Allegrotto il tono sfoggiato dalla giornalista americana Linda Dackman in un articolo pubblicato da La Repubblica delle Donne, il cui titolo è già un programma: 'Cercando l’amore nella banca dello sperma'. Il pezzo autobiografico racconta la difficile selezione del donatore perfetto da parte di Linda, 42 anni. Resasi conto che il tempo per trovare l’uomo giusto con cui mettere al mondo un bambino stava per scadere, la donna ha deciso di «fare tutto da sola», recandosi alla Sperm Bank of California per una fecondazione eterologa. Lo shopping nel reparto congelati non è facile, il campionario è vasto. Però la tariffa per la consultazione dello schedario con i dati (tutto, tranne nome e cognome) dei donatori è oraria. Dunque basta pagare e ci si può riflettere con calma. Il ragazzotto metà giapponese metà ebreo andrebbe bene («Ebreo, come me, la parte giapponese sarebbe una variante simpatica»), ma se l’etnia mista «fosse un errore?». O il lentigginoso che ama l’arte («La pelle lentigginosa non è proprio la mia preferita, ma la scrittura è bellissima»)?
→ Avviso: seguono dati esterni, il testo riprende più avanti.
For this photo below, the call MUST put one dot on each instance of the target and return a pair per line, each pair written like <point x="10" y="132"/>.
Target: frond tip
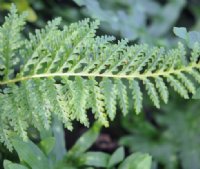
<point x="65" y="72"/>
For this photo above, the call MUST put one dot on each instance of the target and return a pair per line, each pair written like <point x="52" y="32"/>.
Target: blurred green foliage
<point x="41" y="156"/>
<point x="171" y="135"/>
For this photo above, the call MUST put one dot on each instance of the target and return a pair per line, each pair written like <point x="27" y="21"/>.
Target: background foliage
<point x="170" y="135"/>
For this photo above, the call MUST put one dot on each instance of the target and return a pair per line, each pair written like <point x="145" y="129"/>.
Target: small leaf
<point x="80" y="2"/>
<point x="9" y="165"/>
<point x="47" y="145"/>
<point x="85" y="141"/>
<point x="137" y="161"/>
<point x="181" y="32"/>
<point x="197" y="94"/>
<point x="96" y="159"/>
<point x="30" y="154"/>
<point x="116" y="157"/>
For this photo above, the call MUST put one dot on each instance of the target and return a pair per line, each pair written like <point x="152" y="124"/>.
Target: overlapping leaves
<point x="68" y="71"/>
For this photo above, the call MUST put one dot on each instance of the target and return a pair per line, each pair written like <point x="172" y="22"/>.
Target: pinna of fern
<point x="64" y="72"/>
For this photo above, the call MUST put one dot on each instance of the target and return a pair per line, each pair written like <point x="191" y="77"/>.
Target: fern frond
<point x="65" y="72"/>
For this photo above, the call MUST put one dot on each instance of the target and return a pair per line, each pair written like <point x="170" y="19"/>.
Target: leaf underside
<point x="65" y="72"/>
Oppure il numero 537, che fa il professore di filosofia è ha un bel colorito di pelle? Infine la decisione (tormentata: sta scegliendo un padre per suo figlio, mica un nuovo fondotinta): «Prendo il filosofo questa volta. Ma mi piacerebbe tenermi il ragazzo lentigginoso per la prossima. E forse il giapponese di riserva». Alla fine dell’articolo, rimane un dubbio: perché il titolo diceva 'Cercando l’amore'? Mah.
 
Ancora dall’America arriva un’altra storia, raccontata da Oggi: è la vicenda di Teresa Anderson, 25 anni, che ha 'prestato' l’utero (non proprio un prestito come scrive la rivista, però: il compenso era di 15 mila dollari) a una coppia di immigrati messicani con difficoltà procreative. Arruolata su internet («Nessun anonimato squallido e cauteloso, almeno questo volta», è il commento del giornalista Mauro Suttora da Phoenix, Stati Uniti), Teresa si è fatta impiantare cinque embrioni e tutti hanno attecchito. Le foto mostrano una donna con un pancione enorme, poi cinque piccolini prematuri e una coppia molto felice per il contratto andato abbondantemente a buon fine. Uscita dall’ospedale dopo le opportune terapie per la prematurità, la «piccola 'squadra di pallacanestro' è passata nelle mani dei 'legittimi proprietari'», commenta il giornalista. Questa volta il titolo del servizio è azzeccato: «Paghi 1, prendi 5». Fustini di detersivo? Ma no, cosa avete capito: gemellini. Evviva.